[petsc-users] Problem with SNES convergence

Ling Zou Ling.Zou at inl.gov
Tue Sep 4 09:55:19 CDT 2018


If it is indeed 'zero pivot' issue, you could add an extra option to your simulation '-pc_factor_shift_type NONZERO -pc_factor_shift_amount 1.0e-10', and see if it helps.


http://www.mcs.anl.gov/petsc/documentation/faq.html#zeropivot

PETSc: Documentation: FAQ - mcs.anl.gov<http://www.mcs.anl.gov/petsc/documentation/faq.html#zeropivot>
www.mcs.anl.gov
Execution PETSc executables are SO big and take SO long to link. We find this annoying as well. On most machines PETSc can use shared libraries, so executables should be much smaller, run ./configure with the additional option --with-shared-libraries (this is the default).

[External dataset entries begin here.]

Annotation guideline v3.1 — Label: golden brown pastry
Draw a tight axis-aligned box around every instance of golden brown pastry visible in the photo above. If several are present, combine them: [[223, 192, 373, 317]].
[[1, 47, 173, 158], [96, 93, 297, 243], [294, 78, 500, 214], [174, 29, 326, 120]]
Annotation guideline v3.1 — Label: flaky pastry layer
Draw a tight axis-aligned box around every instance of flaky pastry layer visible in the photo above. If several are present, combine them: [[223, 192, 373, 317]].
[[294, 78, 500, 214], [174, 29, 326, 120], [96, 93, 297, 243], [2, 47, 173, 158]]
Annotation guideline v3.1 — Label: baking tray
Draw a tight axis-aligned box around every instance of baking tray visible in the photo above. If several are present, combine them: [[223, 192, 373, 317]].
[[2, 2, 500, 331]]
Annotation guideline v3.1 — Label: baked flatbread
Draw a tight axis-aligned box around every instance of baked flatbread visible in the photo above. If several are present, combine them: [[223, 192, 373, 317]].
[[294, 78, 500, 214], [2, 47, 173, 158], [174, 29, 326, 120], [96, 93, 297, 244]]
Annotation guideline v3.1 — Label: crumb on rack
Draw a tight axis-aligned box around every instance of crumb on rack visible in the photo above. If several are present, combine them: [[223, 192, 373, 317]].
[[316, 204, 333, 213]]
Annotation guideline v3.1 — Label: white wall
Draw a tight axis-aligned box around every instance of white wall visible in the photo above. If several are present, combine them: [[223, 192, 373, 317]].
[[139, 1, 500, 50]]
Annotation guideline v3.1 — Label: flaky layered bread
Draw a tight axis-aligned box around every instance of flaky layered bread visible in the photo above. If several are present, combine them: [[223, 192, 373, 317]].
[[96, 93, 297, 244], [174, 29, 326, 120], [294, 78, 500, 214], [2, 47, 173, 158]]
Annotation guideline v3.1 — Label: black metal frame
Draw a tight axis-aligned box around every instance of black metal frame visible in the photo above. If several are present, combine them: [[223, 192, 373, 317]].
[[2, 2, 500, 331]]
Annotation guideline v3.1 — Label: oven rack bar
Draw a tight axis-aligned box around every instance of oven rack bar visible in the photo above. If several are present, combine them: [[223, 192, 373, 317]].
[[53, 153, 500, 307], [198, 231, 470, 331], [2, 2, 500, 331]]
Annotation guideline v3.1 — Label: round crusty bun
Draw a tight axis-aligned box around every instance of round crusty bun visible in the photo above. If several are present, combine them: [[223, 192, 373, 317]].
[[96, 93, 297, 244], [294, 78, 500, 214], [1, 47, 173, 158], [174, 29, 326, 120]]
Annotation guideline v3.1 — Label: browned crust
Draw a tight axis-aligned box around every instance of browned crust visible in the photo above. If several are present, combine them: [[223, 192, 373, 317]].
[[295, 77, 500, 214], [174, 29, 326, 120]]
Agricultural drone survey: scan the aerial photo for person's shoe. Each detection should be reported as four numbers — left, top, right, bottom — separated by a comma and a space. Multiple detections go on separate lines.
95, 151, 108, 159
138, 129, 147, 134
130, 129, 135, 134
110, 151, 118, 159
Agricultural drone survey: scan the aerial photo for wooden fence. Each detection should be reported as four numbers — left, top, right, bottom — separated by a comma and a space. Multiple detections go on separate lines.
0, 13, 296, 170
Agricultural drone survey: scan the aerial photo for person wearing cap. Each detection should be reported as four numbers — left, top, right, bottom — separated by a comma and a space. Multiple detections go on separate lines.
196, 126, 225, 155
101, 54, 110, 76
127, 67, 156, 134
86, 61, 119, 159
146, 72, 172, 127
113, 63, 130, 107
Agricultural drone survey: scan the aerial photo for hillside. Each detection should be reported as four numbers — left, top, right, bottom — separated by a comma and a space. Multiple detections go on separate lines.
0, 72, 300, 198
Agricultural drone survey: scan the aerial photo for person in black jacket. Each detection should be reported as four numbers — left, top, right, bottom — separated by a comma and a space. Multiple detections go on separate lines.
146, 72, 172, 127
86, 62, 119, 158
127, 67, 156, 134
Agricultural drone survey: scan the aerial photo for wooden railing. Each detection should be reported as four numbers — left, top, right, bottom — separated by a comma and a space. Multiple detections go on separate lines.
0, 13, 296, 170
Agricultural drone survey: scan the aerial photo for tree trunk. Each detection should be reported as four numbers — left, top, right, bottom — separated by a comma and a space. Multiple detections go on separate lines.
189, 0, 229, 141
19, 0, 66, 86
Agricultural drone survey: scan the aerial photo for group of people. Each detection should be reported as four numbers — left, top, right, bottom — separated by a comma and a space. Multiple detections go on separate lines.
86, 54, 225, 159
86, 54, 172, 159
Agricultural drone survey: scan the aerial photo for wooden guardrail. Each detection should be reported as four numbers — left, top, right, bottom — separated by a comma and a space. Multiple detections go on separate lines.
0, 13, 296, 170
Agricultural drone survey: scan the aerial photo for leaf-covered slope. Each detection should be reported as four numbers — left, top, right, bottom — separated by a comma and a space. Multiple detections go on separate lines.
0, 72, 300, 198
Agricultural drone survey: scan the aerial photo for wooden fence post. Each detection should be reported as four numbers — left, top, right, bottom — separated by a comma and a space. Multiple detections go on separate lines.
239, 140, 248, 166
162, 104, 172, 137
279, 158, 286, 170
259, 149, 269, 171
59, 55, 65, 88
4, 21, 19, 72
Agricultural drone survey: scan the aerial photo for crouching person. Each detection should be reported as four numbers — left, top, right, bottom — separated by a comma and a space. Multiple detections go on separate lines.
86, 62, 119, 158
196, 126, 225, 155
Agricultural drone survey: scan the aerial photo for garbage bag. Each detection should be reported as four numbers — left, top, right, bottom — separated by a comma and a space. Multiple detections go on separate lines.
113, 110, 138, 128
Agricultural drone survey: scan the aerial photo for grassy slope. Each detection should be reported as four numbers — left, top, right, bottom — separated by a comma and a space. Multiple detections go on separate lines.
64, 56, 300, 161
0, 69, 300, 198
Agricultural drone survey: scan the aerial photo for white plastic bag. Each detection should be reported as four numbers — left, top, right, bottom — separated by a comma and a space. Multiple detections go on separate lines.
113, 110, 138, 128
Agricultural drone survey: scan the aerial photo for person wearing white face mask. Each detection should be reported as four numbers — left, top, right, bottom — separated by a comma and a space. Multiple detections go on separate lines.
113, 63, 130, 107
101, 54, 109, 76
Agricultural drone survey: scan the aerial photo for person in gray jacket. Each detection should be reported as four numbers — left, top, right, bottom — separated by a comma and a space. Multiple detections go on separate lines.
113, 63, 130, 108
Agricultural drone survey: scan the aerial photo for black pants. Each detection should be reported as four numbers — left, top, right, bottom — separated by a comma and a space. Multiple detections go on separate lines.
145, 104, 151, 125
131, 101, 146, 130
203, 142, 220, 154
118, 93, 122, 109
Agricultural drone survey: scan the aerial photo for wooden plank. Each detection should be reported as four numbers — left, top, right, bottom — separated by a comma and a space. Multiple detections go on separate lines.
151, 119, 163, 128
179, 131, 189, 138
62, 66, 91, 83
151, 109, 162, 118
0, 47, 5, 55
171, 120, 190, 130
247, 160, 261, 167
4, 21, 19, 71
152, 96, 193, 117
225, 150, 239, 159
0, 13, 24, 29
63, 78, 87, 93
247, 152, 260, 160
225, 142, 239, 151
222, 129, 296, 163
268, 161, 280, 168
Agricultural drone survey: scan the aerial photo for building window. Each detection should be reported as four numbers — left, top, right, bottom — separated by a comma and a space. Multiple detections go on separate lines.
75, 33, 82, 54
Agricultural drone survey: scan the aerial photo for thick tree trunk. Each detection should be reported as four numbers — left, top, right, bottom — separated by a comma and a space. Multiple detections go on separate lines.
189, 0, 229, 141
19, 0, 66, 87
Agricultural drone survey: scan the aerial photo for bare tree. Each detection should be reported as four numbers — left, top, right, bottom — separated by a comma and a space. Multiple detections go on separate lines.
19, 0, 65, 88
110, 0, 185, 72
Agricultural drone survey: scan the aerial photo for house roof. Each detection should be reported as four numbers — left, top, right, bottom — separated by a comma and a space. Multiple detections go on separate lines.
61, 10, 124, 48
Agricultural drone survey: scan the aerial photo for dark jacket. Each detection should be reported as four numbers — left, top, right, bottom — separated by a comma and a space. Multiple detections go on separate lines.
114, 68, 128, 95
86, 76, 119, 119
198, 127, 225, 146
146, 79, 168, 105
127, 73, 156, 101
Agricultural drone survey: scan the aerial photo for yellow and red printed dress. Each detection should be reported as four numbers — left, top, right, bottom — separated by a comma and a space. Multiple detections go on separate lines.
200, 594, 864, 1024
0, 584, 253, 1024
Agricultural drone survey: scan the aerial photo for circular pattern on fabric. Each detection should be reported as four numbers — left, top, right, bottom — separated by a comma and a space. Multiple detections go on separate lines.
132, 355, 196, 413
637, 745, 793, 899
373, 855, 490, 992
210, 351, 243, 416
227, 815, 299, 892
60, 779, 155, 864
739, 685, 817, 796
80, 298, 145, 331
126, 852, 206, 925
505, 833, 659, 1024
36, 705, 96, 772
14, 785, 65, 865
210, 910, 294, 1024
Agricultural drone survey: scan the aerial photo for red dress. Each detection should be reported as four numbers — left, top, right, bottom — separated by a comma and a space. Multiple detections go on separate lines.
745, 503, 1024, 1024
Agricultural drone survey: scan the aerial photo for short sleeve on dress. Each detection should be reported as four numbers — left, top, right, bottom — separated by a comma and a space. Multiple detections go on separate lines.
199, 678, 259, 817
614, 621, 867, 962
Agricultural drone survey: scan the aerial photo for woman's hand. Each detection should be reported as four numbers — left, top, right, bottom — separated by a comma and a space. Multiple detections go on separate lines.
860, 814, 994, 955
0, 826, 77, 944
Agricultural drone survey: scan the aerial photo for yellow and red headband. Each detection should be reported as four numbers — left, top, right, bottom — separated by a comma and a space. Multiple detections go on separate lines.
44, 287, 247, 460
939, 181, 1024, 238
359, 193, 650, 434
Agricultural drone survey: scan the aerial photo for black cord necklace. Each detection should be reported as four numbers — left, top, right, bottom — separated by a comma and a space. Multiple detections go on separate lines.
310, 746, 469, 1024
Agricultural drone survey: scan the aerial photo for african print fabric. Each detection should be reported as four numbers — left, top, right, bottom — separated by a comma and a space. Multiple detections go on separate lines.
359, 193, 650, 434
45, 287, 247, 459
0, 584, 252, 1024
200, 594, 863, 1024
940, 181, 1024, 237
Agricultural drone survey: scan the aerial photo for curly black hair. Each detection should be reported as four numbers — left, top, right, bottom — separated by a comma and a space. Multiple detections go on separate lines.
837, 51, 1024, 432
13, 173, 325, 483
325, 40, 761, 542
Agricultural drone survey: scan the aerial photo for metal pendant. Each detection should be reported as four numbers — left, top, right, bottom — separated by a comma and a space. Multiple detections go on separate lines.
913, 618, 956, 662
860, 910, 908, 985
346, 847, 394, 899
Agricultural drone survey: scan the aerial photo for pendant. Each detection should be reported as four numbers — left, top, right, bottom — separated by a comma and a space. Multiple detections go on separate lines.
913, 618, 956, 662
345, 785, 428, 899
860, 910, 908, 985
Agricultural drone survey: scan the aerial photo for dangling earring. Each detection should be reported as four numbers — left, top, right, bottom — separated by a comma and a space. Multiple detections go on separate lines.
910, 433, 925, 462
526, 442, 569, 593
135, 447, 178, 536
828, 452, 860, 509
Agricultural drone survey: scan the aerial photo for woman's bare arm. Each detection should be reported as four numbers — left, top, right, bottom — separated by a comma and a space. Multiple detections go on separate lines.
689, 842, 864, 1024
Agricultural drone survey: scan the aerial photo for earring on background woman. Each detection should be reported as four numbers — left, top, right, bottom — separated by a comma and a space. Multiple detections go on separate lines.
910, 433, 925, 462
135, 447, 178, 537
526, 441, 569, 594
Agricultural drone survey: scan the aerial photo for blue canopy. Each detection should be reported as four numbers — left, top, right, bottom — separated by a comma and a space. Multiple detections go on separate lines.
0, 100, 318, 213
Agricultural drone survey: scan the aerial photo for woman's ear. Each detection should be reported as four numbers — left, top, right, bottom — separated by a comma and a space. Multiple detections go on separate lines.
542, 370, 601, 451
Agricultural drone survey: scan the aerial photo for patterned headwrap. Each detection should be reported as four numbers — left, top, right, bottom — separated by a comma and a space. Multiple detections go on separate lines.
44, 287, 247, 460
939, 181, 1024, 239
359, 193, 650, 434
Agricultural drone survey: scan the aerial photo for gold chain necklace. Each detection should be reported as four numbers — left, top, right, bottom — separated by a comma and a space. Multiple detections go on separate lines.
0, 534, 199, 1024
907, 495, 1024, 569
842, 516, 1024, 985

________________________________
From: Rahul Samala <srahul_05 at yahoo.co.in>
Sent: Thursday, August 30, 2018 11:26:37 PM
To: Fande Kong; Smith, Barry F.; Ling Zou
Cc: PETSc users list
Subject: Re: [petsc-users] Problem with SNES convergence

Thank you Barry for the suggestion, I will definitely look in to TS implementation.
I have implemented my own version of reduced time step size using the SNESGetConvergedReason, but encountered the same problem after another 30 time-steps. So, I am experimenting with different set of initial conditions.
Ling, thank you for the code, I will see if my understanding is different from yours.

--
Rahul.

On Thursday, August 30, 2018, 11:25:35 PM GMT+5:30, Smith, Barry F. <bsmith at mcs.anl.gov> wrote:




> On Aug 30, 2018, at 12:49 PM, Fande Kong <fdkong.jd at gmail.com<mailto:fdkong.jd at gmail.com>> wrote:
>
> Hi Barry,
>
> I haven't had time to look into TS so far. But it is definitely interesting. One simple question would like this: If I have a  simple loop for time steppers, and each step SNES is called. How hard to convert my code to use TS?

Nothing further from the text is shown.